At Nosara Lately, we wish what came next was a heartwarming story of people returning to rebuild their lives. But this is not what came next. A little-known colonial-era Costa Rican law from 1892  states that “in the situation of entire villages being taken by natural disaster, the resulting empty land shall be turned over in whole to qualified local realtors, and previous tenants shall be relocated to the nearest oddly-named residential area.”

In shock at what we were reading, we swung by the offices of Andres Gonzales, legendary Nosara barrister and cognac aficionado. He nodded and said, “The law is clear. South Guiones will be turned over to the seven largest real estate firms in Guiones, and the entire population of South Guiones will be resettled in the 506 Tennis Club.”

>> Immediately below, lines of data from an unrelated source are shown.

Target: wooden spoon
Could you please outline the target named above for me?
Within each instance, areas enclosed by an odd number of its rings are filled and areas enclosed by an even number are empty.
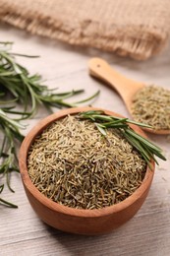
[[[135,95],[145,85],[122,76],[115,71],[106,61],[100,58],[92,58],[88,63],[89,74],[97,79],[103,80],[115,89],[122,96],[129,112],[132,115],[132,103]],[[170,130],[153,130],[142,128],[154,134],[170,134]]]

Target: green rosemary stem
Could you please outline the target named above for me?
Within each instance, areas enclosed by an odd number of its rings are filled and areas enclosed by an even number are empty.
[[[126,138],[127,141],[142,156],[147,164],[149,164],[151,160],[153,160],[158,164],[154,156],[163,160],[166,160],[165,157],[162,155],[162,150],[151,143],[149,140],[136,133],[129,126],[129,123],[133,123],[142,127],[151,128],[149,125],[132,121],[128,118],[105,115],[103,111],[96,110],[82,112],[80,113],[79,118],[89,119],[94,122],[97,129],[104,136],[107,136],[106,130],[108,128],[117,129],[122,134],[122,136]]]
[[[39,105],[44,105],[49,111],[52,107],[73,107],[79,103],[87,102],[94,99],[99,91],[88,98],[70,103],[65,99],[84,93],[84,90],[73,90],[67,93],[55,93],[42,85],[41,76],[38,74],[30,75],[28,70],[19,64],[15,56],[35,57],[24,54],[9,52],[7,46],[10,43],[0,42],[4,47],[0,48],[0,90],[4,95],[10,94],[11,100],[22,103],[24,106],[25,118],[34,115]]]

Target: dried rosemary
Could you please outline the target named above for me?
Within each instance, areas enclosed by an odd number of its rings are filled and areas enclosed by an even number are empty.
[[[53,107],[72,107],[94,99],[99,92],[81,101],[68,102],[68,98],[84,93],[84,90],[56,93],[48,89],[42,85],[38,74],[30,75],[28,70],[16,60],[16,56],[37,56],[13,53],[11,46],[12,42],[0,42],[0,133],[4,136],[0,149],[0,179],[6,176],[6,183],[14,192],[10,186],[10,174],[12,171],[19,171],[16,141],[22,142],[24,138],[20,132],[24,126],[20,121],[32,117],[39,105],[44,105],[51,112]],[[22,110],[17,110],[18,108]],[[0,180],[0,194],[3,188],[3,181]],[[1,204],[16,207],[2,198]]]
[[[144,87],[135,96],[132,114],[135,120],[155,130],[169,130],[170,91],[157,86]]]
[[[100,111],[67,116],[35,138],[28,169],[44,196],[72,208],[99,209],[136,191],[147,163],[122,132],[131,130],[128,119],[115,117],[113,125],[113,118]]]

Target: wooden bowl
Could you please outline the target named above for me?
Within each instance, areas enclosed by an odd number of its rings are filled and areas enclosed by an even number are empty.
[[[87,110],[103,110],[93,107],[78,107],[61,110],[41,120],[25,138],[19,157],[19,164],[24,187],[28,201],[37,216],[49,225],[72,233],[79,234],[101,234],[106,233],[129,221],[144,202],[154,174],[154,162],[150,164],[153,170],[148,167],[142,185],[133,195],[116,205],[94,210],[81,210],[59,205],[42,195],[32,184],[28,173],[27,158],[28,152],[34,138],[44,128],[55,120],[68,114],[76,114]],[[104,110],[106,114],[120,116],[117,113]],[[136,125],[131,127],[139,134],[145,137],[144,133]]]

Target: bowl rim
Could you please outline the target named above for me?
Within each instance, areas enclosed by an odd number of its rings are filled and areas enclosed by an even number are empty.
[[[155,169],[155,163],[153,160],[150,160],[150,165],[152,169],[147,165],[145,176],[141,184],[141,186],[128,198],[123,200],[122,202],[100,208],[100,209],[77,209],[77,208],[71,208],[68,206],[61,205],[59,203],[56,203],[52,201],[51,199],[44,196],[38,189],[33,185],[31,182],[31,179],[28,175],[28,167],[27,167],[27,159],[28,159],[28,152],[29,150],[30,145],[32,144],[34,138],[40,134],[47,126],[52,124],[57,119],[63,118],[68,114],[77,114],[79,112],[83,111],[88,111],[88,110],[101,110],[105,114],[109,115],[116,115],[123,117],[121,114],[106,110],[103,108],[98,107],[73,107],[73,108],[67,108],[64,110],[57,111],[53,114],[48,115],[47,117],[41,119],[25,137],[21,148],[19,152],[19,167],[20,172],[23,180],[23,184],[25,189],[28,189],[28,192],[31,194],[32,197],[34,197],[37,201],[39,201],[44,206],[48,207],[49,209],[56,211],[60,214],[65,214],[68,216],[75,216],[75,217],[85,217],[85,218],[96,218],[96,217],[102,217],[107,216],[113,213],[121,212],[125,208],[130,207],[133,205],[136,201],[138,201],[148,189],[148,186],[150,185],[153,175],[154,175],[154,169]],[[140,133],[143,137],[147,138],[145,133],[137,125],[135,124],[129,124],[136,132]]]

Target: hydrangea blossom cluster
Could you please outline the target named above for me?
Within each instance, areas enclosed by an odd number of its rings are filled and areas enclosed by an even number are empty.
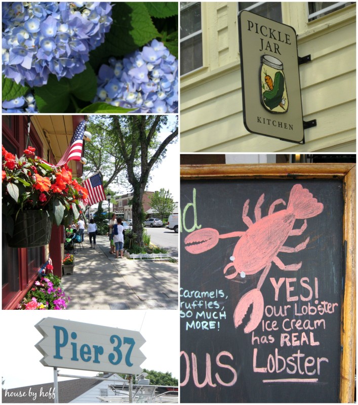
[[[71,78],[104,40],[112,20],[109,2],[3,3],[3,73],[42,86],[53,73]]]
[[[16,112],[34,114],[38,112],[35,98],[31,92],[28,93],[26,96],[22,96],[9,101],[3,101],[2,106],[3,112],[7,114]]]
[[[178,60],[163,43],[153,39],[141,51],[109,62],[100,68],[94,102],[136,108],[135,113],[178,111]]]

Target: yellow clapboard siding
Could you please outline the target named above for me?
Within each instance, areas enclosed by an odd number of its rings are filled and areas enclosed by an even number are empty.
[[[295,145],[273,138],[247,132],[242,119],[234,115],[227,116],[210,125],[182,132],[183,152],[283,152],[314,151],[331,145],[353,142],[355,138],[354,101],[304,117],[317,120],[317,126],[305,131],[305,145]],[[337,117],[342,118],[338,122]],[[244,134],[244,135],[243,135]],[[203,145],[205,145],[204,147]],[[355,151],[354,150],[351,151]]]
[[[316,119],[319,124],[305,131],[305,145],[297,145],[246,130],[238,59],[236,5],[202,4],[204,18],[207,19],[207,29],[203,32],[207,33],[208,39],[204,40],[208,68],[181,80],[182,151],[312,151],[331,150],[335,144],[337,150],[346,151],[354,146],[355,150],[354,8],[333,13],[332,23],[327,16],[307,23],[306,13],[303,12],[305,3],[282,4],[284,18],[290,16],[292,25],[300,27],[299,55],[310,54],[312,59],[299,68],[302,110],[305,120]],[[290,8],[302,12],[296,20],[288,12]]]

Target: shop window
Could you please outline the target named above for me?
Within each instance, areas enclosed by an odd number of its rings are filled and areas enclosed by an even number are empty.
[[[308,5],[308,21],[316,20],[320,17],[323,17],[337,10],[343,9],[350,4],[354,4],[354,2],[346,3],[323,2],[317,3],[309,2]]]
[[[180,3],[180,74],[202,66],[201,4],[182,2]]]
[[[6,234],[2,235],[3,308],[14,298],[19,302],[37,278],[37,270],[45,262],[43,247],[18,249],[10,248]],[[24,290],[25,290],[24,291]]]
[[[29,280],[46,261],[42,248],[27,249],[27,280]]]
[[[255,14],[269,18],[277,22],[282,22],[281,3],[239,3],[238,11],[247,10]]]
[[[7,297],[11,299],[20,290],[20,274],[18,251],[8,246],[6,234],[4,232],[2,236],[2,287],[4,303]]]
[[[13,120],[12,115],[3,115],[3,123],[10,131],[13,129]]]

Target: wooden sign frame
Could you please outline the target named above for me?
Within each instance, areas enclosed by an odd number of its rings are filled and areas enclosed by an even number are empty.
[[[339,179],[343,185],[344,212],[342,246],[346,247],[345,277],[341,314],[339,398],[353,402],[356,342],[355,180],[353,164],[301,164],[182,165],[181,180],[255,179]]]

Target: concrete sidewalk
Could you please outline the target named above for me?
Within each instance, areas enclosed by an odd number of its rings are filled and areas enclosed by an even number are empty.
[[[62,276],[67,309],[178,309],[178,263],[115,259],[108,236],[96,241],[91,249],[85,236],[73,274]]]

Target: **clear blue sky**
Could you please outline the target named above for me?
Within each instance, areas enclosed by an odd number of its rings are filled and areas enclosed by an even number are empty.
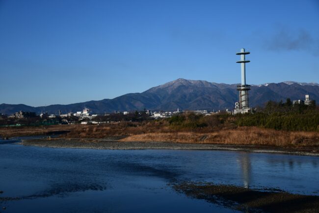
[[[179,78],[319,82],[319,0],[0,0],[0,103],[112,98]]]

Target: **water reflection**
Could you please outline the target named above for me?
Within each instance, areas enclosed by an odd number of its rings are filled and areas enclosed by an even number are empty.
[[[249,153],[241,152],[238,155],[238,161],[240,164],[241,177],[244,187],[249,188],[249,183],[251,179],[251,165]]]

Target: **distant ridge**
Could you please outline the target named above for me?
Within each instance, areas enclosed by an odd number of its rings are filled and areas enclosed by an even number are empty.
[[[20,110],[37,114],[48,111],[57,114],[80,111],[88,107],[95,113],[114,111],[180,110],[218,110],[232,109],[238,101],[236,84],[218,84],[206,81],[180,78],[155,87],[141,93],[131,93],[112,99],[105,99],[67,105],[52,105],[33,107],[24,104],[0,104],[0,113],[11,114]],[[269,100],[285,101],[304,99],[305,94],[319,102],[319,84],[286,81],[252,85],[249,91],[249,102],[252,107],[263,105]]]

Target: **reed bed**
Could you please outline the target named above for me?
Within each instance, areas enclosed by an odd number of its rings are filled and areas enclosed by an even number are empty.
[[[319,145],[319,133],[290,132],[256,127],[243,127],[208,133],[185,132],[149,133],[130,135],[120,141],[278,146],[316,146]]]

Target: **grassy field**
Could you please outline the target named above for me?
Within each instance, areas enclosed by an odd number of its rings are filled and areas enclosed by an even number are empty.
[[[267,145],[278,147],[313,147],[319,148],[319,132],[284,131],[255,126],[200,128],[169,125],[167,121],[144,123],[119,122],[112,124],[59,125],[41,127],[2,127],[2,137],[46,135],[67,132],[61,137],[69,138],[103,139],[125,136],[122,142],[165,142],[229,145]]]

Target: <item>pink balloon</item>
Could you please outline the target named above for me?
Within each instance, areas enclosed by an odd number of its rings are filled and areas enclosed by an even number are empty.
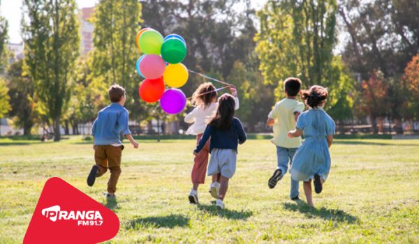
[[[164,73],[166,65],[163,59],[156,54],[147,54],[140,62],[140,71],[147,79],[157,79]]]

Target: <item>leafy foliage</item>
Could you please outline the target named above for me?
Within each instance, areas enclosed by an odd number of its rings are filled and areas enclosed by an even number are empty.
[[[41,107],[59,140],[61,119],[71,98],[80,38],[74,0],[24,0],[24,72],[34,82]]]

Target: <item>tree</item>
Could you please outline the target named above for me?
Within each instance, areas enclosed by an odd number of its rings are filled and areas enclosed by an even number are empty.
[[[31,135],[31,129],[37,120],[34,94],[34,82],[22,73],[23,61],[12,63],[8,70],[8,94],[15,125],[23,128],[23,135]]]
[[[360,96],[357,101],[358,109],[369,115],[372,120],[387,116],[388,111],[390,110],[387,99],[389,86],[384,74],[379,70],[374,70],[371,73],[369,79],[362,82],[361,87]],[[376,134],[378,128],[373,127],[373,130]]]
[[[1,1],[0,1],[0,4]],[[0,16],[0,73],[3,73],[7,66],[6,44],[8,40],[8,23]]]
[[[4,71],[6,62],[5,61],[6,42],[8,39],[8,22],[3,17],[0,16],[0,73]],[[9,104],[10,97],[8,94],[8,89],[3,79],[0,79],[0,119],[6,116],[10,110]]]
[[[140,77],[135,69],[140,56],[135,40],[142,22],[141,4],[138,0],[100,1],[91,21],[95,26],[92,82],[102,84],[103,93],[112,84],[122,86],[131,118],[145,114],[147,107],[140,103],[138,93]]]
[[[268,1],[258,13],[256,51],[265,82],[277,84],[277,98],[285,96],[281,81],[298,77],[303,86],[328,87],[325,109],[344,121],[351,116],[348,94],[353,79],[333,55],[337,10],[335,0]]]
[[[406,117],[419,119],[419,54],[413,57],[404,69],[402,81],[406,82],[405,96],[408,105]]]
[[[404,114],[400,105],[406,103],[401,95],[403,86],[398,83],[407,63],[419,50],[418,11],[418,2],[409,0],[342,0],[338,11],[349,37],[342,54],[344,61],[364,81],[374,70],[383,73],[390,91],[389,116],[395,119],[398,132],[402,131]],[[374,93],[370,94],[372,102],[378,103]],[[370,119],[376,132],[376,118]]]
[[[235,69],[242,70],[241,67],[235,67],[236,62],[247,71],[256,72],[255,76],[259,75],[258,61],[253,52],[253,37],[257,32],[255,11],[250,1],[147,0],[143,3],[144,26],[156,29],[163,36],[175,33],[185,38],[188,54],[183,63],[189,69],[233,83],[239,89],[241,81],[232,79],[235,77],[231,75]],[[188,82],[182,88],[186,96],[202,82],[210,81],[190,74]],[[252,80],[252,85],[256,82]],[[222,86],[214,84],[216,87]]]
[[[4,79],[0,79],[0,119],[4,118],[11,109],[9,101],[10,96],[8,94],[8,89],[6,85]]]
[[[24,0],[24,72],[52,122],[54,140],[61,138],[61,116],[71,93],[71,73],[80,37],[74,0]]]

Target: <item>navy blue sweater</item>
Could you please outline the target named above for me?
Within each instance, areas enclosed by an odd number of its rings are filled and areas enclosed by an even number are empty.
[[[213,148],[235,149],[237,151],[237,144],[246,142],[246,132],[240,121],[235,117],[233,119],[231,126],[227,130],[220,130],[208,125],[196,146],[196,153],[199,153],[203,149],[210,137],[210,152]]]

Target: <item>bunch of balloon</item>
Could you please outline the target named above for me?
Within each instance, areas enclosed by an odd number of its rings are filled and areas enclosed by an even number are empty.
[[[145,78],[138,93],[146,102],[160,100],[168,114],[176,114],[186,105],[185,94],[179,88],[188,81],[186,67],[181,63],[187,53],[186,43],[177,34],[163,38],[151,28],[141,29],[135,39],[137,47],[145,53],[138,60],[135,70]],[[171,88],[165,90],[165,84]]]

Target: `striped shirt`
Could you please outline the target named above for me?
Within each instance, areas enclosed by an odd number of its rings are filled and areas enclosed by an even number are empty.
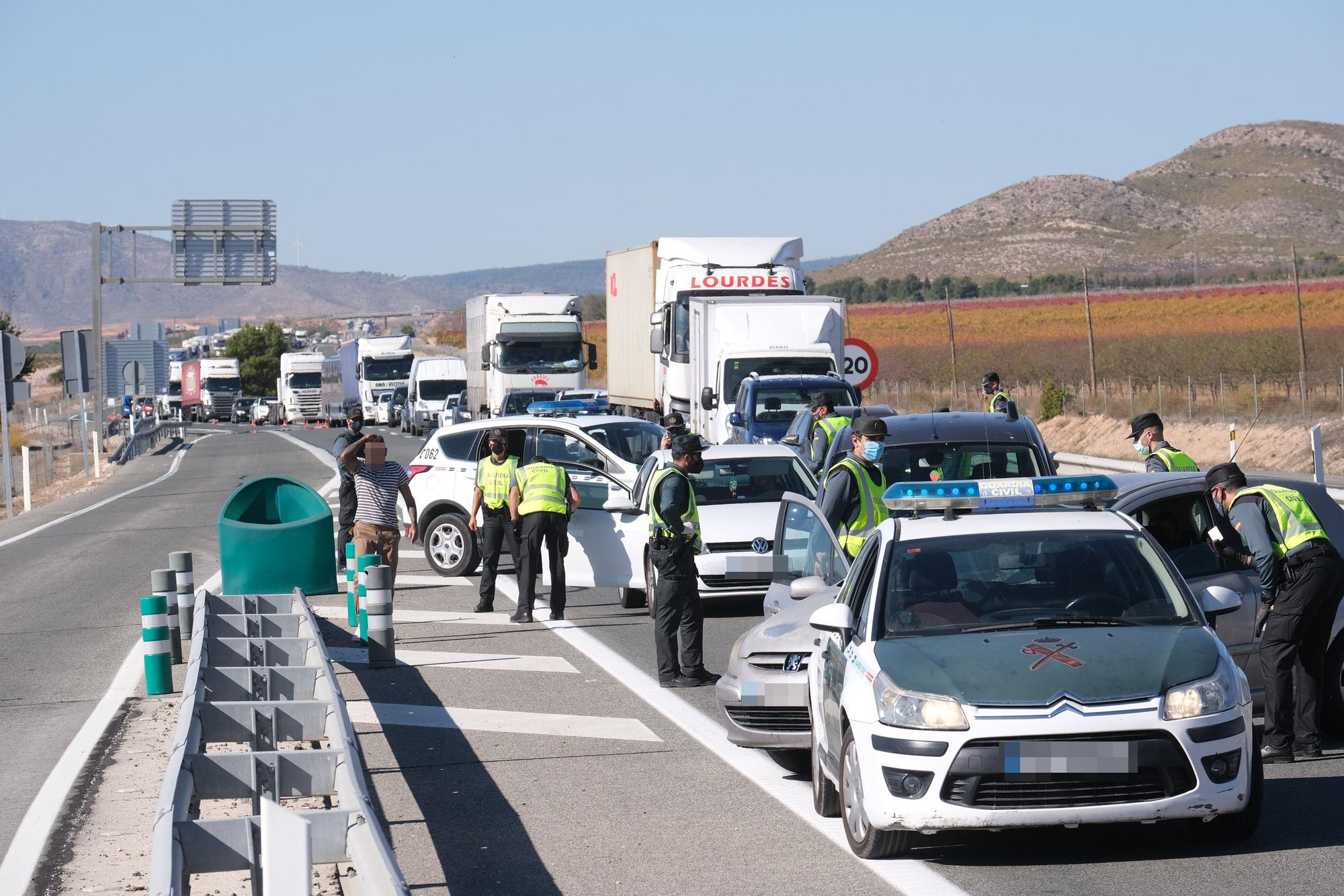
[[[396,461],[388,461],[380,469],[360,463],[355,470],[355,521],[398,528],[396,496],[399,488],[410,481],[406,467]]]

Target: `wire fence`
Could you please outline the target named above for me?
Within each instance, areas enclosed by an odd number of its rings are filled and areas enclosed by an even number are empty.
[[[1019,411],[1040,419],[1042,395],[1051,390],[1070,414],[1101,414],[1129,419],[1156,411],[1164,419],[1220,422],[1261,416],[1266,420],[1344,418],[1344,368],[1298,373],[1223,373],[1175,377],[1102,377],[1095,391],[1087,380],[1004,380]],[[1062,392],[1062,395],[1060,395]],[[879,380],[864,392],[864,403],[890,404],[899,414],[950,408],[984,410],[980,383]]]

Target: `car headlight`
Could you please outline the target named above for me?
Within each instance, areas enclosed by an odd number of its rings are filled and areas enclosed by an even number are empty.
[[[1163,697],[1163,719],[1176,721],[1226,712],[1235,707],[1243,695],[1245,703],[1250,703],[1250,686],[1242,684],[1245,676],[1239,676],[1239,672],[1226,658],[1219,657],[1212,676],[1167,692]]]
[[[918,693],[898,688],[879,672],[872,680],[872,693],[878,699],[878,720],[896,728],[923,728],[927,731],[965,731],[966,713],[952,697]]]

Andres went on to say that he had spoken to several families from South Guiones, and while anger and helplessness were running high, there was also a palpable sense of relief that the ‘oddly named’ clause did not result in them being relocated to Become Nosara.

With emotions running raw, and no tennis lessons or internet connections yet arranged for the displaced families, local real estate agents did not want to express themselves publicly. Privately, however, many confided in us that they see a ‘new day’ dawning for Nosara property sales. As one agent put it, in a headspinning mix of Ayn Rand and Lao Tzu, “Every market needs an engine. And a rising tide lifts all boats.”

Another said, “It’s a game-changer for us. It’s just what we needed to turn this market around.” She paused, then added quietly, “As long as they don’t name that fucking Gondola ‘GondyBondyDingDong’. Bongola, I can work with. Plenty of Colorado money coming in.”

As night fell, the lights on the courts came on in 506. The dogs of South Guiones cautiously approached, and carefully sniffed the dogs of 506. A black helicopter carrying lawyers from Sfera Legal lifted off from the helipad atop Surfing Nosara. Donald Loria began to sketch the palm trees of South Guiones, leaving just enough room for an infinity pool in the foreground. Small children in Garza being tucked into bed looked up at their mothers with wide, hopeful eyes, and asked,  “Mommy? Where will GondyBondyDingDong sleep at night?”

And we at Nosara Lately sat back, watching it all.